Училась Катя слабо, а потому после окончания восьми классов поступила в педучилище и с трудом выучилась на воспитателя. Педагогическое поприще Катя выбрала не потому, что любила детей, напротив, она их даже не любила, а потому, что в смысл слова “ педагог “ она вкладывала значение “ старший “. Кате же всегда хотелось быть старшей, но ни над кем, кроме бабушки старшинства у неё не получалось, её же новая профессия давала ей старшинство над детьми, а главное, над нянями. Катя с детской поры усвоила, что воспитатель чуть ли не самое главное лицо в детском саду, главнее её только заведующая.

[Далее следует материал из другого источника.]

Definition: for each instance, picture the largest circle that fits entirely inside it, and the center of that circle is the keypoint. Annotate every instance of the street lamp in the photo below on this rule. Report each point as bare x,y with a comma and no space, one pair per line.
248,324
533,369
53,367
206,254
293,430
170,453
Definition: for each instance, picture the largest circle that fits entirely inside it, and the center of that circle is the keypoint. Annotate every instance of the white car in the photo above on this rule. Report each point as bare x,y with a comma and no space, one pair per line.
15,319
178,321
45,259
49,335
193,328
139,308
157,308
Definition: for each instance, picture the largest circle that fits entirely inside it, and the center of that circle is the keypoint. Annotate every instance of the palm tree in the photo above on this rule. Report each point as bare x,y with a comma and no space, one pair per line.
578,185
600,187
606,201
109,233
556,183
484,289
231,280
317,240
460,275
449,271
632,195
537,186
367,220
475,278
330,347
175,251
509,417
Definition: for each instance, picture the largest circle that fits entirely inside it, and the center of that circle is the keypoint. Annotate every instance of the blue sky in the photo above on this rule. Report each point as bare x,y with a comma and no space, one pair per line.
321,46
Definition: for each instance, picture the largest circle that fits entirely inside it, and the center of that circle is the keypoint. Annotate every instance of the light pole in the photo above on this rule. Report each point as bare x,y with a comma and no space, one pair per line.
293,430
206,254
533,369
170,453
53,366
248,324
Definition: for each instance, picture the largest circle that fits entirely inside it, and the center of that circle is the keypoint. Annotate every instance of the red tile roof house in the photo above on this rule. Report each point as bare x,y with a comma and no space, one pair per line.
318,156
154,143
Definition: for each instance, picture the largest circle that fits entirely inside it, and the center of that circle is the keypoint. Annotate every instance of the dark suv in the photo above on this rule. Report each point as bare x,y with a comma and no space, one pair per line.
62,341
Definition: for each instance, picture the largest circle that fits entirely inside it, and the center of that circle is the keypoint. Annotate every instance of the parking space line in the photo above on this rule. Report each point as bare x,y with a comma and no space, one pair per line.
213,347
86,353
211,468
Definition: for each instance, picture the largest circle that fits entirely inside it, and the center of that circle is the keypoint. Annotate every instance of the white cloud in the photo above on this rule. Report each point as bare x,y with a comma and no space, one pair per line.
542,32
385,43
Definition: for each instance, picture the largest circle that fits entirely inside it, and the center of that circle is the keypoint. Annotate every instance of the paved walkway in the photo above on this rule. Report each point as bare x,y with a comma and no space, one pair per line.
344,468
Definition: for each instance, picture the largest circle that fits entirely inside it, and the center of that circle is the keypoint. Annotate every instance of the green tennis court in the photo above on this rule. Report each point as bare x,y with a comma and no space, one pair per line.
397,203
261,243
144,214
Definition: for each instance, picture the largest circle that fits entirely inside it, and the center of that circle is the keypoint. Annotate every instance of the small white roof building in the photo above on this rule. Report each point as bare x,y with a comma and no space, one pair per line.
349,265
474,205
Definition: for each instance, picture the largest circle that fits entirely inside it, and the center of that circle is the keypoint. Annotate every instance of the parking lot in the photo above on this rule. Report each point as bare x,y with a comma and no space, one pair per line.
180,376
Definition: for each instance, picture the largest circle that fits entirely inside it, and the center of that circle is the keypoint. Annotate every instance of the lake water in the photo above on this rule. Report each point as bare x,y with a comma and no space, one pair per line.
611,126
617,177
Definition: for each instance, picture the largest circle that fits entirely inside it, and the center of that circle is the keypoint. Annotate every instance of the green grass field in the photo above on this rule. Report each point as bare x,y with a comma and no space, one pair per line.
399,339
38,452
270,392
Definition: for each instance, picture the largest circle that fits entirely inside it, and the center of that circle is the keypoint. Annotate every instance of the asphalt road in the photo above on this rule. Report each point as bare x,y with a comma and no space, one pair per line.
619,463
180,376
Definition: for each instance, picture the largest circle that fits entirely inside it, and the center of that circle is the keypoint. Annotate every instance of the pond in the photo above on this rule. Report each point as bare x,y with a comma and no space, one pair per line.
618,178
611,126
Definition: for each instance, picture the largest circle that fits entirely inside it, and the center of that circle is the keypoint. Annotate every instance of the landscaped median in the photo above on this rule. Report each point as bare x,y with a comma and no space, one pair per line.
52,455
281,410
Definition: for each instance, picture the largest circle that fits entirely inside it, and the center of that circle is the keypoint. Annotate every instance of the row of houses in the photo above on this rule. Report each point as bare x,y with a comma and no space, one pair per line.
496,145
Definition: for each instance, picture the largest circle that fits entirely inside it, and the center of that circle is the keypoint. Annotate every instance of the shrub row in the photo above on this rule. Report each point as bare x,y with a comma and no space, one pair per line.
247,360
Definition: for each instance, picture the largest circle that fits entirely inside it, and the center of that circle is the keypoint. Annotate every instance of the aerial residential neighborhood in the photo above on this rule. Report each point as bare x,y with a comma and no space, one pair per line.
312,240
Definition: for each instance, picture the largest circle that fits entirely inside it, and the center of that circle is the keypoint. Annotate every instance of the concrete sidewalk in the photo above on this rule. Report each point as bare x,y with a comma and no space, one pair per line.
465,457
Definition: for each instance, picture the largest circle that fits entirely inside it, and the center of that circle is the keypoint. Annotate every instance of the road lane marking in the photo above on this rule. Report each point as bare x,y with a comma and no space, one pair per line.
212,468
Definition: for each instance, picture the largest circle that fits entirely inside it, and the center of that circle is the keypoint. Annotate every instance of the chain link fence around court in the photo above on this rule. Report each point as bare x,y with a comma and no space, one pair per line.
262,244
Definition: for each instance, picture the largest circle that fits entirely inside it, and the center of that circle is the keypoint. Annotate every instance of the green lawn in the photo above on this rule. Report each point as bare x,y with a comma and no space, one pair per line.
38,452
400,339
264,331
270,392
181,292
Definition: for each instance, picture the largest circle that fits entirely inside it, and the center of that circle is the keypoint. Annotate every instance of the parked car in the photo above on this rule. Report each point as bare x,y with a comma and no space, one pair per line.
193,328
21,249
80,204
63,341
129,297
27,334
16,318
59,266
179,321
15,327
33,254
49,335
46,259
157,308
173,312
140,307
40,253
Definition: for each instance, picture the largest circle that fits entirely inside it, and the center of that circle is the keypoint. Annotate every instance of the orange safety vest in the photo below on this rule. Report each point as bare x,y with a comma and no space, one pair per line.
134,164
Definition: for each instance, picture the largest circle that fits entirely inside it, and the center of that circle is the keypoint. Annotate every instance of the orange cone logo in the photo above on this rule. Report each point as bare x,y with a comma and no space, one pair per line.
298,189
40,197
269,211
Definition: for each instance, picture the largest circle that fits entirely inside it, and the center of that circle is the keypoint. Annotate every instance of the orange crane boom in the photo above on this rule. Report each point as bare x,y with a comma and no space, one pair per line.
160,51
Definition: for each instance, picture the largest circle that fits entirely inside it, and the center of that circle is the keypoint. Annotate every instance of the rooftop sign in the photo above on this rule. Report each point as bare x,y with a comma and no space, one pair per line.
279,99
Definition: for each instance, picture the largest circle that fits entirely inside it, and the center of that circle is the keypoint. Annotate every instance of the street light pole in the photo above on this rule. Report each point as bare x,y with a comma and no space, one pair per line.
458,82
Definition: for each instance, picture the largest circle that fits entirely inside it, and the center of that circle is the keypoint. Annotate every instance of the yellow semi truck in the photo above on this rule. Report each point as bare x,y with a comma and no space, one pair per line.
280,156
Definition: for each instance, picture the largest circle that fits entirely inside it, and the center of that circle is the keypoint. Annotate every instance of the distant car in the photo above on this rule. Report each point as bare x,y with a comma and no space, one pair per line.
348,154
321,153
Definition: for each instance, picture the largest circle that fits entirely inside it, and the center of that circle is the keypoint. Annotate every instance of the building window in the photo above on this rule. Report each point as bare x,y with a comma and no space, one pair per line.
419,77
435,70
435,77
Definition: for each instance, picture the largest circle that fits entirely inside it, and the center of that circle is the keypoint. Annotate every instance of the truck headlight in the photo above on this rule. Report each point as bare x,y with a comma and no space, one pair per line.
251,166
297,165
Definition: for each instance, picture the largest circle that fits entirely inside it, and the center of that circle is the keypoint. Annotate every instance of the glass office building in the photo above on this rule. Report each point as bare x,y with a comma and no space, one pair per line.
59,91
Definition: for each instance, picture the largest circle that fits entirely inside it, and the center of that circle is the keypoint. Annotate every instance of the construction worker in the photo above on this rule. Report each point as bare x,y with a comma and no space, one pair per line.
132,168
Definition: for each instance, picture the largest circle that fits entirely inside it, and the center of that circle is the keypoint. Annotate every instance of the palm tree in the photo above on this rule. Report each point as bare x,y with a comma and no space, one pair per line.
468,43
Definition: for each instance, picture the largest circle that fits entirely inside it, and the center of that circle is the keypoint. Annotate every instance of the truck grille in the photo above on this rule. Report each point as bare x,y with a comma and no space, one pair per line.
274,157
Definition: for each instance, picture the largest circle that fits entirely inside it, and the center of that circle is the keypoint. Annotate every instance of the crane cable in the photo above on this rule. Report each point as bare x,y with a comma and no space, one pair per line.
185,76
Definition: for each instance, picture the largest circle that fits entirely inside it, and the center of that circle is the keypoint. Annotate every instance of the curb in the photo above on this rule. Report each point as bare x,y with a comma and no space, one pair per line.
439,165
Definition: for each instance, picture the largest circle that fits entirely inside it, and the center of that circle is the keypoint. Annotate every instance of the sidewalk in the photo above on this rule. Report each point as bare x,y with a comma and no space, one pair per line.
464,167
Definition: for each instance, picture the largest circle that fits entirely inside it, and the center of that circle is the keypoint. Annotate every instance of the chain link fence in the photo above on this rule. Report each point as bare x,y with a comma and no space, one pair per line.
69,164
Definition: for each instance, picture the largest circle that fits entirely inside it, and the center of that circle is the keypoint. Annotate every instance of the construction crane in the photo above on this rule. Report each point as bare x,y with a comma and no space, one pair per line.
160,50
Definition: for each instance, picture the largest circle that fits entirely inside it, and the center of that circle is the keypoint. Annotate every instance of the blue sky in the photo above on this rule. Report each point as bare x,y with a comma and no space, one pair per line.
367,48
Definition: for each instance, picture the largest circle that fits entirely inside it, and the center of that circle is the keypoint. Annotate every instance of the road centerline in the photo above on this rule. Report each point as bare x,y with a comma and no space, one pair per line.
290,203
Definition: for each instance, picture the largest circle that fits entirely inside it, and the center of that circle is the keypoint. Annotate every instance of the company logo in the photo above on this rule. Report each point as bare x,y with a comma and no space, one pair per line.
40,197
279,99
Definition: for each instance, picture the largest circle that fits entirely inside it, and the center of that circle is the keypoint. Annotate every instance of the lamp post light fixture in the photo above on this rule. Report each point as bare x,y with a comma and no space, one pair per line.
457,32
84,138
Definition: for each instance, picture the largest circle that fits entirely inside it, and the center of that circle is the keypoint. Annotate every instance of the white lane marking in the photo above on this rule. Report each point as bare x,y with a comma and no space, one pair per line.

Добившись старшинства, Катя не добилась любви ни со стороны детей, ни со стороны воспитателей, но она и сама никого не любила, поэтому от нелюбви к себе особо и не страдала. Её любимой с детства поговоркой была ересь - боятся, значит, уважают, и она, действительно, так считала, не понимая, что страх и уважение - несовместимые чувства. Катю же боялись дети, боялись, как ей казалось, няни и родители, хотя вторые, конечно же не боялись её, а попросту избегали лишний раз встретиться с нею, наперёд зная, что общение с ней не доставит им радости, так как Катя любила всем что-нибудь выговаривать, любила наставлять, упрекать, и совсем не любила поощрять и хвалить людей.

С Колей Катя сошлась в сорокадвухлетнем возрасте, когда уже, похоронив мать, и пристроив бабушку в психиатрический диспансер, она жила одна. Ни мужа, ни любовника у неё не было, как-то всё не клеилось, замуж её никто не приглашал, да и так, просто ради встреч, на неё никто не заглядывался. Были у неё мимолётные сношения, но все разы мужчины были пьяны и потом на сближение с ней уже не шли, а иные так даже просто избегали. Один пьяница-холостяк, которого Катя пыталась зазвать к себе, сказал ей:
- Нет в тебе, Катюха, изюминки, хорошего в тебе нет.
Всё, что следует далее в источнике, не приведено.